Se per un verso nelle controversie attinenti al riconoscimento dello status di rifugiato politico deve ritenersi in via generale attenuato l'onere probatorio incombente sul richiedente - così come oggi esplicitato dall'art. 3, comma 5 D.lvo 251/07-, d'altra parte il richiedente protezione non è esonerato dalla prova. Secondo l'insegnamento della Cassazione "L'onere probatorio, deve dunque essere assolto seppur in via indiziaria tenendo conto delle difficoltà connesse a volte ad un allontanamento forzato e segreto, ma comunque a mezzo elementi aventi carattere di precisione,gravità e concordanza, desumibili dai dati, anche documentali, offerti al bagaglio probatorio (...) 1l fatto che tale onere debba intendersi in senso attenuato non incide sulla necessìtà della sussistenza sia della persecuzione sia del suo carattere personale e diretto per le ragioni rappresentate a sostegno della sua rivendicazione (cfr. Cass. n. 26278/05), e soprattutto non pone a carico dell'amministrazione alcuno alcuno speculare onere nè di concedere il beneficio del dubbio, nè di smentire con argomenti contrari le ragioni addotte dall'istante."(Cass. 18353/06).
In particolare, per accertare la veridicità e l'attendibilità delle circostanze esposte dal ricorrente a fondamento delle proprie istanze di protezione internazionale deve farsi applicazione del regime dell'onere della prova previsto nel D.Lgs. n. 251 del 2007, art. 3, che stabilisce che, se il richiedente non ha fornito la prova di alcuni elementi rilevanti ai fini della decisione, le allegazioni dei fatti non suffragati da prova vengono ritenuti comunque veritieri se: a) il richiedente ha compiuto ogni ragionevole sforzo per circostanziare la domanda; b) è stata fornita un'idonea motivazione dell'eventuale mancanza di altri elementi significativi, le dichiarazioni rese sono coerenti e plausibili e correlate alle informazioni generali e specifiche riguardanti il suo caso; c) il richiedente ha presentato la domanda il prima possibile o comunque ha avuto un valido motivo per tardarla; d) dai riscontri effettuati il richiedente è attendibile (v. Cass. 6879/11).

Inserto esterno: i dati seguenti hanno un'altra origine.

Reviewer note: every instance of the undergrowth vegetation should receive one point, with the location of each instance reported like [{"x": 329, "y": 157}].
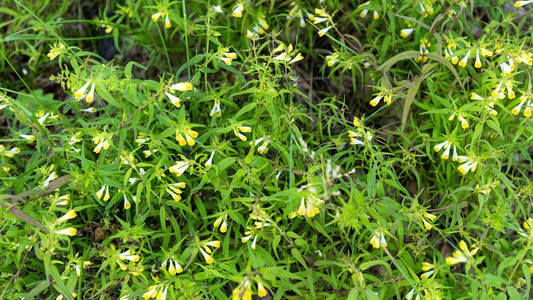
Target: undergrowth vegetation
[{"x": 277, "y": 149}]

Pur dandosi atto del fatto cbe, in via amministrativa, la Commissione Territoriale ha riconosciuto al ricorrente la protezione umanitaria, devono esaminarsi le domande dirette ad ottenere il riconoscimento dello status di rifugiato e di protezione sussidiaria, nelle quali la difesa del ricorrente ha dichiarato di voler insistere.
Le vicende personali narrate dal ricorrente appaiono generiche, confuse e scarsamente attendibili.
[...[
Ne emerge un complessivo quadro di scarsa attendibilità del ricorrente, le cui sole dichiarazioni non possono dunque ritenersi sufficienti a provare, sulla base dei criteri fissati dall'art. 3 V co. D.L.vo 251/07, il pregiudizio asseritamente patito.
Sussistono al contrario le condizioni per riconoscere al ricorrente la protezione sussidiaria in considerazione della grave situazione che ha caratterizzato la vita in Nigeria nell'ultimo periodo e che ancora oggi non può ritenersi risolta.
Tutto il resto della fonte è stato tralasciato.